The start of 2012 has seen a move away from the more common preoccupation with weight-loss and dieting, and towards the nation’s spending habits.
It seems financial advice is the new fad-diet, with tips from experts currently flooding the web. Emma Wall, of the Telegraph, has compiled her own list of tips for curbing the spending.
1. Change your current account
It’s worth doing some research into different interest rates as you may find a more financially rewarding deal than the one you are currently on. However small the remuneration, any increase is a positive. Statistically you are more likely to get a divorce than change your current account, which is why banks are forever inventing incentives. Just be aware of the terms before you choose to move.
2. Be energy efficient
Heating a house is incredibly expensive- we all know that. So why spend so much money, only for the heat to leak out through the walls or windows? Insulating your house is an investment and you will end up saving a huge amount of money. For example, injecting foam into the space between the internal and external wall could save £110 every year. Upgrading the foam to 270mm, you could save £25 a year.
If you are on a low income or a pensioner, you may be entitled to a grant for installing insulation.
3. Take advantage of low Bank Rate
We are currently experiencing an all time low on Bank Rate, so take advantage by making overpayments to your tracker mortgage to reduce your debt. Prioritise your debts- the higher the interest, the faster you will need to pay it off if you want to keep costs as low as possible.

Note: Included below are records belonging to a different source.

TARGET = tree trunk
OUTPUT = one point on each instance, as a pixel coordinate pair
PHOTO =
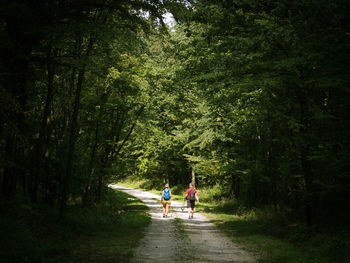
(91, 164)
(72, 134)
(37, 172)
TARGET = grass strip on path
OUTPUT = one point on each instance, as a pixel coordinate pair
(265, 235)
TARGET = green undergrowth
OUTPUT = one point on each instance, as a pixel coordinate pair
(107, 232)
(270, 234)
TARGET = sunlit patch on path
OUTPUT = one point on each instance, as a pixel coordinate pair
(161, 244)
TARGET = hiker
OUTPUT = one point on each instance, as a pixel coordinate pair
(191, 196)
(165, 199)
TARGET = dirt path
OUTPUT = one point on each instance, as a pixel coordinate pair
(163, 242)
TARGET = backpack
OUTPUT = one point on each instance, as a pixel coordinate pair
(192, 197)
(166, 194)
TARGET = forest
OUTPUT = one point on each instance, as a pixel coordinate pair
(252, 97)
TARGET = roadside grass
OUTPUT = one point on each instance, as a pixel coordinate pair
(107, 232)
(270, 235)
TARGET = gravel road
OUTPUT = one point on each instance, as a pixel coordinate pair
(163, 242)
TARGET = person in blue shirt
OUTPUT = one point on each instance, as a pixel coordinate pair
(166, 196)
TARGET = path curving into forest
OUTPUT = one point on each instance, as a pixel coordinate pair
(203, 242)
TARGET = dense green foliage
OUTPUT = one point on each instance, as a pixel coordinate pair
(251, 97)
(107, 232)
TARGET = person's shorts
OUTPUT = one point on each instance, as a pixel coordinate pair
(165, 202)
(190, 203)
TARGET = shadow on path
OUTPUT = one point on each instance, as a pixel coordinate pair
(162, 242)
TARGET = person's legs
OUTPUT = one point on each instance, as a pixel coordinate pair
(163, 209)
(192, 208)
(189, 208)
(166, 209)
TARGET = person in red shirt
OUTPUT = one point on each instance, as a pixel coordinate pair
(191, 196)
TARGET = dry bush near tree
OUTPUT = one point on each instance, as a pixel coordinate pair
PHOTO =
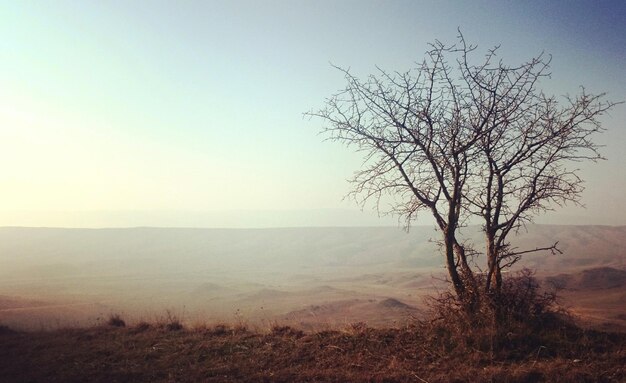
(464, 140)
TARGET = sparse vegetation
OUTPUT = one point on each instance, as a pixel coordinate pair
(423, 352)
(464, 138)
(116, 321)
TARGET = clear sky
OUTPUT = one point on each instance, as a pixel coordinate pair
(163, 113)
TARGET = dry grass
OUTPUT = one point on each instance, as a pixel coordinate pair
(420, 353)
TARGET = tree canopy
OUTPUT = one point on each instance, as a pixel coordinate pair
(466, 140)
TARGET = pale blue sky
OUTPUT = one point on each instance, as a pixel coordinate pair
(123, 113)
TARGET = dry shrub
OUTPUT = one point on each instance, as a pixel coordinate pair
(171, 322)
(115, 320)
(521, 320)
(286, 331)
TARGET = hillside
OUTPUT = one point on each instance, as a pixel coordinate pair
(152, 353)
(307, 277)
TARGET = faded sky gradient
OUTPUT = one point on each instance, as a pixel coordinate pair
(161, 113)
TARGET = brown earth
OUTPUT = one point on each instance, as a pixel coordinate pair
(152, 353)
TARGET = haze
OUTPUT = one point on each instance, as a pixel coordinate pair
(154, 114)
(154, 156)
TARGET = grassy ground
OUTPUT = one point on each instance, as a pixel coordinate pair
(168, 353)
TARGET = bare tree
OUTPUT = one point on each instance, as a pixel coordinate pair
(463, 140)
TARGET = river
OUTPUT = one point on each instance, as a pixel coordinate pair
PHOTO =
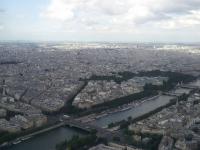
(48, 141)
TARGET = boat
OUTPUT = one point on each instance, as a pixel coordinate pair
(26, 138)
(16, 142)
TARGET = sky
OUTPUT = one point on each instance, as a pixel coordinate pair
(100, 20)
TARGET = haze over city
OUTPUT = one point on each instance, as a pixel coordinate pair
(99, 75)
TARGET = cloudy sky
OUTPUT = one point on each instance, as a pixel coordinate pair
(100, 20)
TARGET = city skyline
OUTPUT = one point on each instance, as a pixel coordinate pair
(95, 20)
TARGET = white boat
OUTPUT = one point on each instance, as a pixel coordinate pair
(26, 138)
(17, 142)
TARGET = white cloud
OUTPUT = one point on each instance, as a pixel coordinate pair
(1, 27)
(122, 15)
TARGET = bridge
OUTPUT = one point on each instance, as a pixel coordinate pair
(193, 87)
(100, 132)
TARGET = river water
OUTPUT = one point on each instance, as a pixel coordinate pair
(48, 141)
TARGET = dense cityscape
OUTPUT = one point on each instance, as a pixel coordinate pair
(99, 96)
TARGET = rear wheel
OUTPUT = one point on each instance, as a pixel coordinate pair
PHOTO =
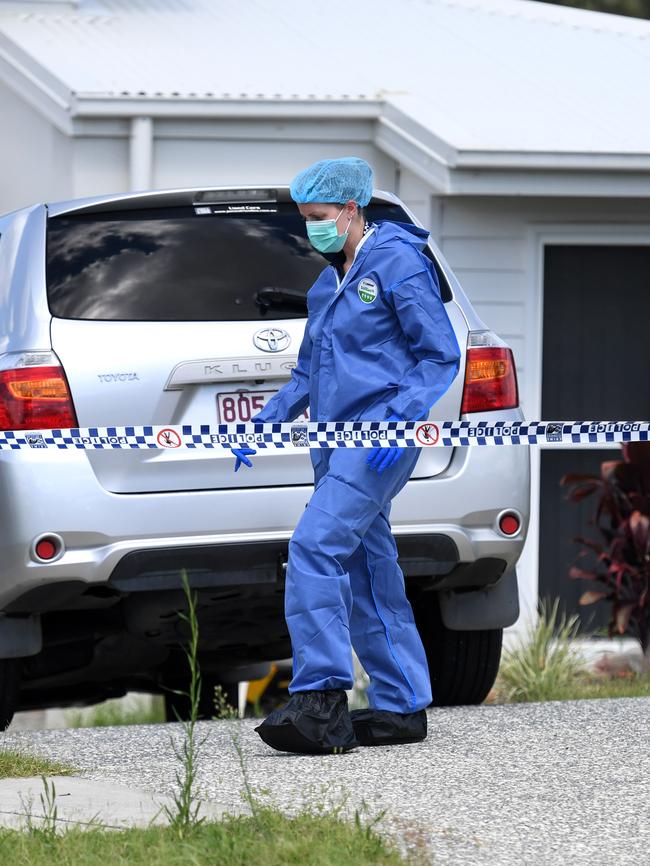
(463, 665)
(9, 681)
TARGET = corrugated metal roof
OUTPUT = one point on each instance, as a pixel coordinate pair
(483, 75)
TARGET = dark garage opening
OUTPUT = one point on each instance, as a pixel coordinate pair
(596, 354)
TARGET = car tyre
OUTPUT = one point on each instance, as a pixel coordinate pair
(463, 665)
(9, 683)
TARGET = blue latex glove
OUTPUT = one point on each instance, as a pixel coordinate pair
(240, 454)
(381, 459)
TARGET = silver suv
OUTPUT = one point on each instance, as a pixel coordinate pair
(188, 306)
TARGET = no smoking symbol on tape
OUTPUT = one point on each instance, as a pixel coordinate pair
(427, 434)
(168, 438)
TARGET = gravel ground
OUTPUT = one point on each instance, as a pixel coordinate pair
(552, 783)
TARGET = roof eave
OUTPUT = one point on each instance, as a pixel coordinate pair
(132, 105)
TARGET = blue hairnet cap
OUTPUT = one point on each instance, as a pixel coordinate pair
(334, 180)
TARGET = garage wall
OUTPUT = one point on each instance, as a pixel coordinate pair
(486, 241)
(34, 156)
(491, 245)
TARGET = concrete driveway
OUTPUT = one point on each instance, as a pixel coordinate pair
(555, 783)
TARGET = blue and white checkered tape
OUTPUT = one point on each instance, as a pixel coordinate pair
(330, 434)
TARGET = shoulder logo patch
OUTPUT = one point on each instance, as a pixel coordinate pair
(367, 290)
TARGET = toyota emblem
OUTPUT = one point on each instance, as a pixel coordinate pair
(271, 339)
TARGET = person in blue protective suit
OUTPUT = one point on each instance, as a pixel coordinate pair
(378, 345)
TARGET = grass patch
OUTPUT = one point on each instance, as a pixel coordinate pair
(316, 839)
(115, 712)
(545, 662)
(546, 665)
(19, 765)
(586, 686)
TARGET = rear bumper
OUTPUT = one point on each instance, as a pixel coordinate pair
(444, 525)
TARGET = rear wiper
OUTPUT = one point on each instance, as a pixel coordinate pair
(270, 296)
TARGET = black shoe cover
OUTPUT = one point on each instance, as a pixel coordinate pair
(313, 722)
(385, 728)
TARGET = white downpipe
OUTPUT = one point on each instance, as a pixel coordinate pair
(141, 153)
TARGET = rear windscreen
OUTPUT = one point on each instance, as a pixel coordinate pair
(172, 264)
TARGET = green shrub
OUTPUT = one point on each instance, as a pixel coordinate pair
(545, 661)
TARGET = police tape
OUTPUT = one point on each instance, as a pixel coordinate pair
(331, 434)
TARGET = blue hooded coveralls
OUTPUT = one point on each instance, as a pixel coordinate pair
(377, 343)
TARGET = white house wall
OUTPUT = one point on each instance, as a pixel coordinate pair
(34, 155)
(100, 165)
(196, 153)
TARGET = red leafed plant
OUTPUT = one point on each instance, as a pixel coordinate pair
(623, 553)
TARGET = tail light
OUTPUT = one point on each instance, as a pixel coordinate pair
(34, 392)
(490, 376)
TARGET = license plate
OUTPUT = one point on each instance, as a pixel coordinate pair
(238, 407)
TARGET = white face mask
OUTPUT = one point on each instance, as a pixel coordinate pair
(323, 234)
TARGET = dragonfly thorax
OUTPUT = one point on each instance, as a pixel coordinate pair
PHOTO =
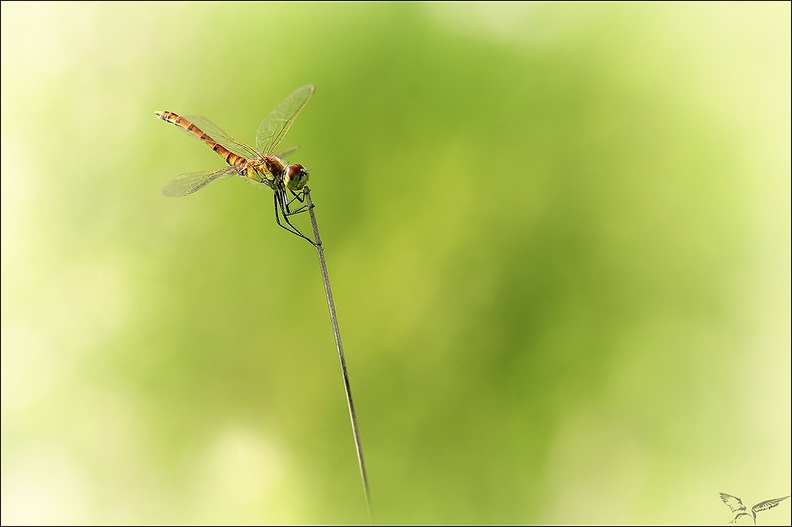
(295, 176)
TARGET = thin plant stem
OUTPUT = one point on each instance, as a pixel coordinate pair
(340, 347)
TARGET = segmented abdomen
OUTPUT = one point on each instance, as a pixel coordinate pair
(230, 157)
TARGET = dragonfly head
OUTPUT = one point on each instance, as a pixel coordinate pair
(296, 176)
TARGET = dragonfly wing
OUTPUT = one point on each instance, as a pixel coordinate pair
(769, 504)
(194, 181)
(274, 126)
(219, 135)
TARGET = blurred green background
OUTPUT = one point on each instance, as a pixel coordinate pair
(558, 237)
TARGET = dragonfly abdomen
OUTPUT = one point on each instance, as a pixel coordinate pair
(230, 157)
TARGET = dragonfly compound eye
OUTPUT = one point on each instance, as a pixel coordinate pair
(296, 177)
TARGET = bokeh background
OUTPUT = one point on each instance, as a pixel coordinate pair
(558, 237)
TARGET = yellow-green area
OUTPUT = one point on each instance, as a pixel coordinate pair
(558, 235)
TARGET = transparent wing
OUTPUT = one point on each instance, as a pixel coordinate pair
(769, 504)
(735, 504)
(194, 181)
(285, 153)
(274, 126)
(219, 135)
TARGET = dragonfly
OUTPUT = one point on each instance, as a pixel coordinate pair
(257, 165)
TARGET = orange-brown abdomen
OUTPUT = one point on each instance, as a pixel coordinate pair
(230, 157)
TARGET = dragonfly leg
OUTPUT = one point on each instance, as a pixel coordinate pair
(299, 196)
(281, 207)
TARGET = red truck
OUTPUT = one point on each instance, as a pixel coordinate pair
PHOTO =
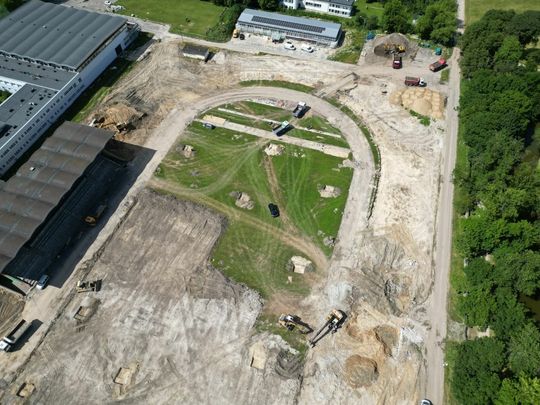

4. Make sure you are insured
If your household is underinsured, along with the 7million British households that are, then many of your personal belongings will be at risk. If someone broke in, or if a fire started, you may have to fork out of your own pocket to replace them. You are advised to make a list of all of the items in every room of your house, recording the cost of replacing each with a new model. The premium may rise, but it would still work out cheaper than having to pay for loss or damage yourself.
5. Prepare for the future
If you don’t have a pension, apply for one now. Recent research suggests that the state pension could rise to 70 by 2050. If you put away £75 a month from the age of 20 until retirement, you should produce an income for life of around £17,000. The longer you wait, the further this figure will decrease.